There is also a setting for controlling which network interfaces the datanodes use as their IP addresses (for HTTP and RPC servers). The relevant property is dfs.datanode.dns.interface, which is set to default to use the default network interface. You can set this explicitly to report the address of a particular interface (eth0, for example).

Manjunath Ballur
  • 6,287
  • 3
  • 37
  • 48
  • Thank you but that line uses reverse dns query to get hostname binded to IP address on that eth1 interface. Unfortunately I dont have reverse dns in place. Is there somewhere that I can insert full qualified hostname-eth1 so it doesn't look for reverse dns ? – user2562618 Oct 20 '15 at 17:14
  • 1
    There is one more setting: "dfs.namenode.datanode.registration.ip-hostname-check". See the description of this setting here: https://hadoop.apache.org/docs/r2.4.1/hadoop-project-dist/hadoop-hdfs/hdfs-default.xml – Manjunath Ballur Oct 20 '15 at 17:28
  • No luck. On /var/logs/hadoop-hdfs It is binding wrong hostname `org.apache.hadoop.hdfs.server.datanode.BlockScanner: Initialized block scanner with targetBytesPerSec 1048576 2015-10-20 18:47:08,408 INFO org.apache.hadoop.hdfs.server.datanode.DataNode: File descriptor passing is enabled. 2015-10-20 18:47:08,409 INFO org.apache.hadoop.hdfs.server.datanode.DataNode: Configured hostname is hostname.public.net` last line must be `org.apache.hadoop.hdfs.server.datanode.DataNode: Configured hostname is hostname-eth1.private.net` – user2562618 Oct 20 '15 at 17:56
  • I checked the Hadoop code. While getting the host name, it calls function DNS.getDefaultHost(), which takes 2 parameters: interface and nameserver.

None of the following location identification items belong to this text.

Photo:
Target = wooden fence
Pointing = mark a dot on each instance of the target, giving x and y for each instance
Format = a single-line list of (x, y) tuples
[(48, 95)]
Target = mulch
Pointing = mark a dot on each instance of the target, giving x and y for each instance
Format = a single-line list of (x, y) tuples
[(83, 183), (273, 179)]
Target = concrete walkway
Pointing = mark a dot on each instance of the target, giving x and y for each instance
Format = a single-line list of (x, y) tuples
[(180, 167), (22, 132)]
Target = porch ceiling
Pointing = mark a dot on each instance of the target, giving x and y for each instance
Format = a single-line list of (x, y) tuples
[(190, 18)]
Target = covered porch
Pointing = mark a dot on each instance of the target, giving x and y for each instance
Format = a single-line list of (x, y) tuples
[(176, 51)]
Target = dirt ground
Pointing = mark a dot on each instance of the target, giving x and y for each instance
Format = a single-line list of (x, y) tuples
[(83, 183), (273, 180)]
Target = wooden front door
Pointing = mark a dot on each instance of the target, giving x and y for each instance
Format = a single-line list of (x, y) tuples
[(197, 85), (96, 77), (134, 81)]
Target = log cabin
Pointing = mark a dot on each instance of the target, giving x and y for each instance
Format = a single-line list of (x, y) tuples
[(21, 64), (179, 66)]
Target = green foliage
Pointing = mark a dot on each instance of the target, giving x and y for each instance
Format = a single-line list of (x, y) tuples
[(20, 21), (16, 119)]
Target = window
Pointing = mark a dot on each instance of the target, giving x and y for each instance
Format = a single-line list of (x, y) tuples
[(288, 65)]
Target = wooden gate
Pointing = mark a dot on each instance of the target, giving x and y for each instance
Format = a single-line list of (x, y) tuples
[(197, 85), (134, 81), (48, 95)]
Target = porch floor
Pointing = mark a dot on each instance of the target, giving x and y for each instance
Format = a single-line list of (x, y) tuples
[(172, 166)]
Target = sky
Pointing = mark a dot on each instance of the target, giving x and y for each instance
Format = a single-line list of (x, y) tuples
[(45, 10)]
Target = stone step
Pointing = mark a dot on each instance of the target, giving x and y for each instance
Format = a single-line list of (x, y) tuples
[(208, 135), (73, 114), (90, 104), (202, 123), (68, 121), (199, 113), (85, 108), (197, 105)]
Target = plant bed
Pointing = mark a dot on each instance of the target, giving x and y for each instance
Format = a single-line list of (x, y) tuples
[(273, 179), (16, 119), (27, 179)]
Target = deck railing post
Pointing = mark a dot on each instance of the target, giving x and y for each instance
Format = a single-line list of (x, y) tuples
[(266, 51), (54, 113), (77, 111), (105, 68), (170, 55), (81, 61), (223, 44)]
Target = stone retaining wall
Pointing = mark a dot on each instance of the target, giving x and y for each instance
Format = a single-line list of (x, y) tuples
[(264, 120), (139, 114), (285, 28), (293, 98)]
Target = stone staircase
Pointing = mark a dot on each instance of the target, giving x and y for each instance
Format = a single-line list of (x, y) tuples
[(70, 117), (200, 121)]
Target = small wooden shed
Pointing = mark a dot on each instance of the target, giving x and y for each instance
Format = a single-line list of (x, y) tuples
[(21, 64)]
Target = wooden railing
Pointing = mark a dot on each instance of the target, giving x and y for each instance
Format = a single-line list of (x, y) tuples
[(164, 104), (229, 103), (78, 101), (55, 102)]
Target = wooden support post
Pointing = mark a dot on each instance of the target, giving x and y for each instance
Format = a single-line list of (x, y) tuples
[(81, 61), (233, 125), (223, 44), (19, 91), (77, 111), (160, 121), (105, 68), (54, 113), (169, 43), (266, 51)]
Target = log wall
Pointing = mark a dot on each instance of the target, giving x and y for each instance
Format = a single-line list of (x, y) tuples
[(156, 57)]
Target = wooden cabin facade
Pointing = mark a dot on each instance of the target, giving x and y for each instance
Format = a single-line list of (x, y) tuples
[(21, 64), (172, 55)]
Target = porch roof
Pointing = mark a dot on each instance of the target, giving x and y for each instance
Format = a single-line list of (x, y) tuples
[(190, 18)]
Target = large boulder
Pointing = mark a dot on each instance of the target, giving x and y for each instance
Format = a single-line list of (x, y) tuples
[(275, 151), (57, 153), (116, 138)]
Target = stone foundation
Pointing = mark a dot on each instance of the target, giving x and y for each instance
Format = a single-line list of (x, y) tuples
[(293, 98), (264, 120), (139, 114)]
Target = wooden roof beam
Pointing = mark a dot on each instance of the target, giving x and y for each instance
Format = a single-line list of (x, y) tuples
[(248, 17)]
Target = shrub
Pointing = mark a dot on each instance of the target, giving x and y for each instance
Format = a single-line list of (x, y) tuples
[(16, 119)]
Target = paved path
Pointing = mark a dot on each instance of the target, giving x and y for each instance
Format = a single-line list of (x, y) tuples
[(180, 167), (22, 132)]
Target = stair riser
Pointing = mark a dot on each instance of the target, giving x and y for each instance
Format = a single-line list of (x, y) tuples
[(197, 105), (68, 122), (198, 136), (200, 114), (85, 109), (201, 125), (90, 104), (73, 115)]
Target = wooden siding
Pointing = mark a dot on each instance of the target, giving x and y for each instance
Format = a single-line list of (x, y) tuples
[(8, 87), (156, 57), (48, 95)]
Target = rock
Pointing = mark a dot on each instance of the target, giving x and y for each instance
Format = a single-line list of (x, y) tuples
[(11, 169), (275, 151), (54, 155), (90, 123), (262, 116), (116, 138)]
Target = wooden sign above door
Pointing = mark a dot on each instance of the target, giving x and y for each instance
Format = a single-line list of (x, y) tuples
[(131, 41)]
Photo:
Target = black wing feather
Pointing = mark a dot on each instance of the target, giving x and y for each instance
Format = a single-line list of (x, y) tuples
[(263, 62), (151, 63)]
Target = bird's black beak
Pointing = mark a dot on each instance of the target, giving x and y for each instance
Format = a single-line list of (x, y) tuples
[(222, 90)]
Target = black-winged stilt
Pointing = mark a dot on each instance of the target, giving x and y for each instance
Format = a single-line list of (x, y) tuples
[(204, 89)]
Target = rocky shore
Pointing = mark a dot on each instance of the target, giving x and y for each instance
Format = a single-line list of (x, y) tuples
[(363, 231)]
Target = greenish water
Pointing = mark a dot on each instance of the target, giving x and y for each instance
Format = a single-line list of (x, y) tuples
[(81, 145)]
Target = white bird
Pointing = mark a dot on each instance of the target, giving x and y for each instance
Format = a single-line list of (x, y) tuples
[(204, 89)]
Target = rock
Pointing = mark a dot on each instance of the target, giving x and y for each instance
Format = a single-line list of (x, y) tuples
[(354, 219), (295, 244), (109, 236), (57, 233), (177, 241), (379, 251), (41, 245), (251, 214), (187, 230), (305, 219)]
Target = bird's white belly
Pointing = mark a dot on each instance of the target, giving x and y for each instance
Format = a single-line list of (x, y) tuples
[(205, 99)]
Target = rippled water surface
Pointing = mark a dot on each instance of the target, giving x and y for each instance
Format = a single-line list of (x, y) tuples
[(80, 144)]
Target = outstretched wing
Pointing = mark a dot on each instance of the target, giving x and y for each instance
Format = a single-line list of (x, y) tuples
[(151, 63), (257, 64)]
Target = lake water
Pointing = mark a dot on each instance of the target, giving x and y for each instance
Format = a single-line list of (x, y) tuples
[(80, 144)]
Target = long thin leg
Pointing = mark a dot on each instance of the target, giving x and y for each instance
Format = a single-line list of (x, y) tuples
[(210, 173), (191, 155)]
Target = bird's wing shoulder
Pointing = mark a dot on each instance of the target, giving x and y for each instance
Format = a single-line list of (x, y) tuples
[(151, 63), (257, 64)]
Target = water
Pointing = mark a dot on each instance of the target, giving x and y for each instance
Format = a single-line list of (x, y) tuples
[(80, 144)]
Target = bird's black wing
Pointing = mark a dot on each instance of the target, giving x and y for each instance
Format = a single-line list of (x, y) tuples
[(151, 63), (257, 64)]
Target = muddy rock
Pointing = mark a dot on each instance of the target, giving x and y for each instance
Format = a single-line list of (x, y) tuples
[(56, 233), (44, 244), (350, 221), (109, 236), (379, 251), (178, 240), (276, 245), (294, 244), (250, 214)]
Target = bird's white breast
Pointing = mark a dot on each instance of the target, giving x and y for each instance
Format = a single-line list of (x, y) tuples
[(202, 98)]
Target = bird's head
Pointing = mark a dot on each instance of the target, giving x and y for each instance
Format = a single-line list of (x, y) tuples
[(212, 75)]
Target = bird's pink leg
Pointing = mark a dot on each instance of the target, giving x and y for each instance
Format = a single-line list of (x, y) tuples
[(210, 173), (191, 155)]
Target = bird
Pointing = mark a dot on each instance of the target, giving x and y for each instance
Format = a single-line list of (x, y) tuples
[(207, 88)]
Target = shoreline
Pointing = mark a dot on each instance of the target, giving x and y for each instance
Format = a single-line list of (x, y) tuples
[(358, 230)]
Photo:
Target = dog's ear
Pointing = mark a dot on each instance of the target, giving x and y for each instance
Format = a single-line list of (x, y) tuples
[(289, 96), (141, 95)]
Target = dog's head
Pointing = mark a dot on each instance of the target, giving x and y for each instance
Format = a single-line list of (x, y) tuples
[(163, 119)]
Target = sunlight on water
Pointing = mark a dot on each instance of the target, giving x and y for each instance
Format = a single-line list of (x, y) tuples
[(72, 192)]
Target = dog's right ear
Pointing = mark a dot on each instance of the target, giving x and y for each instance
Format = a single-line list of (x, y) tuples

For setting the nameserver, you need to set one more parameter: "dfs.datanode.dns.nameserver". This can be left to "default" value also. – Manjunath Ballur Oct 20 '15 at 18:37
0

Can you try this property as quoted from apache web site? (Whether datanodes should use datanode hostnames when connecting to other datanodes for data transfer.)

<property>
  <name>dfs.datanode.use.datanode.hostname</name>
  <value>true</value>
  <description>Whether datanodes should use datanode hostnames when
    connecting to other datanodes for data transfer.
  </description>
</property>

Check for other datanode properties like dfs.datanode.address as per hdfs properties and you can find a solution

One more thing: Check your IP/Domain name mapping in hosts file.

Ravindra babu
  • 37,698
  • 11
  • 250
  • 211